Tessaro's forms the patties with such exacting precision that you would swear they used a machine. The grill is fired with Pennsylvania hardwood; according to Motz, it is a mixture of yellow maple, red oak, and walnut chosen for its flavor neutrality and high heat. The grill can get up to 600 degrees and puts a serious sear on anything that comes into contact with it. The burgers that come off of it are simply superb.
Crusty, salty, juicy, and toothsome, burgers here approach steak in terms of mouthfeel. The exterior is striated with deeply charred hatch marks from the grill and a thick crust gives way to a buttery interior. Perfumed with an intoxicating smokiness from the grill, the beef still imparts a sweetness. Texturally, the chunky, flaky grind is just about perfect. Served on an airy Portuguese-style roll, the burger needs nothing more to achieve burger greatness.
My only complaint was that both of the burgers I ordered were served overcooked, a rare and medium-rare order came out cooked past the requested temperatures. Perhaps I should have expected this when I placed my order. The waitress was initially perplexed when I ordered it rare. "Red?" she asked quizzically. The three locals who sat next to me where equally perplexed when my burgers came out much faster than theirs, despite the fact that they had ordered before me. "How come they got theirs so quickly?" they asked the waitress.
"They ordered them rare and medium-rare," she said. They looked puzzled. Apparently ordering to temperature is not common practice at Tessaro's. I am not surprised; I bet this burger would be juicy even cooked all the way through. It would probably still be juicy when torched to the point of resembling the very hardwood that it is cooked on.

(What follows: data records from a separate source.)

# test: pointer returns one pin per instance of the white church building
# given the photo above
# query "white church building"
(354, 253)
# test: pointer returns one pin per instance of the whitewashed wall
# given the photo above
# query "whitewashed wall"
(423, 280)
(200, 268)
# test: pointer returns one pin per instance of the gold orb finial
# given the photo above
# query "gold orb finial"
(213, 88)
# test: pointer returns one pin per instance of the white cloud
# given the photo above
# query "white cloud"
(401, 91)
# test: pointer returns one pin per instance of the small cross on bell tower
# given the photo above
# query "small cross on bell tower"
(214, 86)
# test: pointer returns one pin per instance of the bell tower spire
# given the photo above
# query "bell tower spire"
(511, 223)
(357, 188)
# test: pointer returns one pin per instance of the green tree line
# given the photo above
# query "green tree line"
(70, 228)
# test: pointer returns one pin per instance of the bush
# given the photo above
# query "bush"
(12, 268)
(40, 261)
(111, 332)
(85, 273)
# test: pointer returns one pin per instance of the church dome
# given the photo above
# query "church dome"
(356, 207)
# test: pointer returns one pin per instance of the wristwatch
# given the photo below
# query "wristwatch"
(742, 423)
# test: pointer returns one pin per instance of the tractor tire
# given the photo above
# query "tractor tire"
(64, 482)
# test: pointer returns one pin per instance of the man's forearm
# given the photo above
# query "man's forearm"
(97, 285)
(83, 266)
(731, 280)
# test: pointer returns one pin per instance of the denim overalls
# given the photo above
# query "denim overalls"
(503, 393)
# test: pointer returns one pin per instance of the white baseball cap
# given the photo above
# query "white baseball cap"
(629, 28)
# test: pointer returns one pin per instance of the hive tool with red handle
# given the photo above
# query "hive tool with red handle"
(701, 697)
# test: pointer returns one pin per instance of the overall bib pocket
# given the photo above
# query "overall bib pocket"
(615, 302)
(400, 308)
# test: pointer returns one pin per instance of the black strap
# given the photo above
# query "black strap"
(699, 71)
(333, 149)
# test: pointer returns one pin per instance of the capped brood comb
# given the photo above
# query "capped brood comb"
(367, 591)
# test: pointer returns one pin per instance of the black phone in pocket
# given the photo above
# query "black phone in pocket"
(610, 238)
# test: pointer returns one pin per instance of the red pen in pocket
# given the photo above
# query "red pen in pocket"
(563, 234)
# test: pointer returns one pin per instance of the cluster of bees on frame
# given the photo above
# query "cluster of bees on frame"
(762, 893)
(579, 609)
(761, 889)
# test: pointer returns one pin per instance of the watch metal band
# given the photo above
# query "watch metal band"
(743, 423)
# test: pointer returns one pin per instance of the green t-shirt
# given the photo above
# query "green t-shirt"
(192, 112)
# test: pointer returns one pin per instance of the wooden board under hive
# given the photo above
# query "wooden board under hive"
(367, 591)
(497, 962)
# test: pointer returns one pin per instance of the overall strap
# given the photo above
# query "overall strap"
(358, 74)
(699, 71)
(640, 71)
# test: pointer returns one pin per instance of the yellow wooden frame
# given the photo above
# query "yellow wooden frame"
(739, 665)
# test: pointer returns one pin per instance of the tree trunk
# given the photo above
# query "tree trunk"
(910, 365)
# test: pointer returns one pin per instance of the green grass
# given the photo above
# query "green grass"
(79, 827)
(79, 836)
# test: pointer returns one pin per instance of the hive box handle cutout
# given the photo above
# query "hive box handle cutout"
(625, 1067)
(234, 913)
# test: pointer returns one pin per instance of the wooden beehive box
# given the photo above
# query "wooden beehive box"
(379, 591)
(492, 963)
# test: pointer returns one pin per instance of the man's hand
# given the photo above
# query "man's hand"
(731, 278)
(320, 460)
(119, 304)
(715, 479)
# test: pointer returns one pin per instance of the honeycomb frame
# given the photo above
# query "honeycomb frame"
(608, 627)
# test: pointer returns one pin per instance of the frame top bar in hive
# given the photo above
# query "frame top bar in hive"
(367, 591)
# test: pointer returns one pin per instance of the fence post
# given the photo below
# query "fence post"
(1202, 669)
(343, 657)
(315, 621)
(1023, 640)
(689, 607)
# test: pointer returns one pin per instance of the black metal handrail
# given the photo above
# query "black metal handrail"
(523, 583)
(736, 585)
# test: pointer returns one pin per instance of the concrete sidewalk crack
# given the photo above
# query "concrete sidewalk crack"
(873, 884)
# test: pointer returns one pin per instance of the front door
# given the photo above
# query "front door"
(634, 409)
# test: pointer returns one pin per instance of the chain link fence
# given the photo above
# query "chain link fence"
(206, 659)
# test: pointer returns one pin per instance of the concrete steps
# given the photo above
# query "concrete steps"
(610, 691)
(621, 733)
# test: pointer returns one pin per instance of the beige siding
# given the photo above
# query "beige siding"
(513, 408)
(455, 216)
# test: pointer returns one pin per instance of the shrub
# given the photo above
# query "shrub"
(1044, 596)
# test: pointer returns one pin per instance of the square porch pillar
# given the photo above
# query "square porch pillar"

There are a number of options when ordering your burger at Tessaro's if you want more than the purity of the beef and bun. You can load it with all manner of cheese, toppings, and condiments—or just get everything in the "gourmet cheeseburger," which comes precariously stacked with bacon, grilled mushrooms, onion, your choice of cheese, and a garden's worth of rabbit food. Either plain or loaded the burger at Tessaro's is the finest example of a pub-style burger I have had. Actually, I'm understating the case. Tessaro's burger is one of the finest hamburgers I have eaten, period.